- Location: Cass County, Morgan County, Illinois, United States
- Nearest city: Meredosia, Illinois
- Coordinates: 39°51′45″N 90°33′45″W﻿ / ﻿39.86250°N 90.56250°W
- Area: 5,255 acres (21.27 km^{2})
- Established: 1973
- Governing body: U.S. Fish and Wildlife Service
- Website: Meredosia National Wildlife Refuge

= Meredosia National Wildlife Refuge =

National wildlife refuge in Illinois

The Meredosia National Wildlife Refuge is a 5255 acre national wildlife refuge located along the Illinois River in Cass County and Morgan County in the U.S. state of Illinois. The refuge is adjacent to Meredosia, Illinois, but is managed by the U.S. Fish and Wildlife Service from a headquarters located in Havana, Illinois.

==Ecology and history==
The Meredosia National Wildlife Refuge is located on a riverine zone, historically wetland, that borders the Illinois River and its flyway for waterfowl. Much of the Refuge is located on a patch of wetland that is still called Meredosia Island although it is now permanently connected to the mainland by drained parcels of former riverbed. To the east of the Refuge is a large shallow lake, Meredosia Lake.

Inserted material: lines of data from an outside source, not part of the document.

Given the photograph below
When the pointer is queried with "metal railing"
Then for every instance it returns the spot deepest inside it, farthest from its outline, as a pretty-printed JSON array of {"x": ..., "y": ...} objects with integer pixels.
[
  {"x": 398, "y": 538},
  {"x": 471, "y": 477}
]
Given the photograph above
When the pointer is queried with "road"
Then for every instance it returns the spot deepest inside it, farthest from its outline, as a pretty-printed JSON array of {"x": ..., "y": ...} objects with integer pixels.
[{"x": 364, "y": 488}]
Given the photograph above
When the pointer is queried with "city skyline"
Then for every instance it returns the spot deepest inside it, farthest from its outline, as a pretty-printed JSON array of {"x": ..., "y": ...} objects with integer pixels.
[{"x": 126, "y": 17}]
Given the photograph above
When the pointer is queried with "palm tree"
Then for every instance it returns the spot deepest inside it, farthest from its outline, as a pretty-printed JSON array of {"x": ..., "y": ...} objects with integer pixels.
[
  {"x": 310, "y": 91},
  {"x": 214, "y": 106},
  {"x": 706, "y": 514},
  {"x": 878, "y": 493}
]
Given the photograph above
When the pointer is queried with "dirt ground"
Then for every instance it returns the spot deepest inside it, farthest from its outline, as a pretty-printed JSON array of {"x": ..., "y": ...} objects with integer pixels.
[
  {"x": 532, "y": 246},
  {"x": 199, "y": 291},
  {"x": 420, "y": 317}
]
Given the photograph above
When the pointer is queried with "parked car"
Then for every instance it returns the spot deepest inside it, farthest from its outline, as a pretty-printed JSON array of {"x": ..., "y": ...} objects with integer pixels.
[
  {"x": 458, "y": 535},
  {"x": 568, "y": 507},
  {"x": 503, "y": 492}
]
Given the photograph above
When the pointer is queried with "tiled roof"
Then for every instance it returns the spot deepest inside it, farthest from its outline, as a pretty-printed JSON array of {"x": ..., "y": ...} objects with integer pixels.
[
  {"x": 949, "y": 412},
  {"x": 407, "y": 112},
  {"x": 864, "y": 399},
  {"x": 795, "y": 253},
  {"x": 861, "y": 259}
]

While attempts were made in the early 1900s to drain and reclaim much of the Illinois Riverbed for farming, this was not done with Meredosia Island. The sodden land, which resisted reclamation, was acquired in the early 1920s by the Chicago Meredosia Gun Club, a group of men of means who appreciated the opportunity to shoot ducks and geese.

The gun club's caretakers began the active management of ponds on Meredosia Island for waterfowl. After the federal Fish and Wildlife Service took over much of the Island in 1973 to form the current Refuge, these efforts continued.

Fish and Wildlife Service land acquisition efforts continue. As of 2009, the USFWS had acquired a 3582 acre parcel, slightly less than 70 percent of the total authorized "footprint" that the Refuge will cover when the acquisition process is complete. The lands currently under active federal ownership or management are now managed not only for waterfowl, but also for shorebirds, wading birds and other wildlife that are native to the Illinois River valley.

The Fish and Wildlife Service's long-range plans for the Refuge call for it to contain a mixture of backwater lake, bottomland forest, upland forest, prairie, seasonal wetland, and permanent marsh habitats.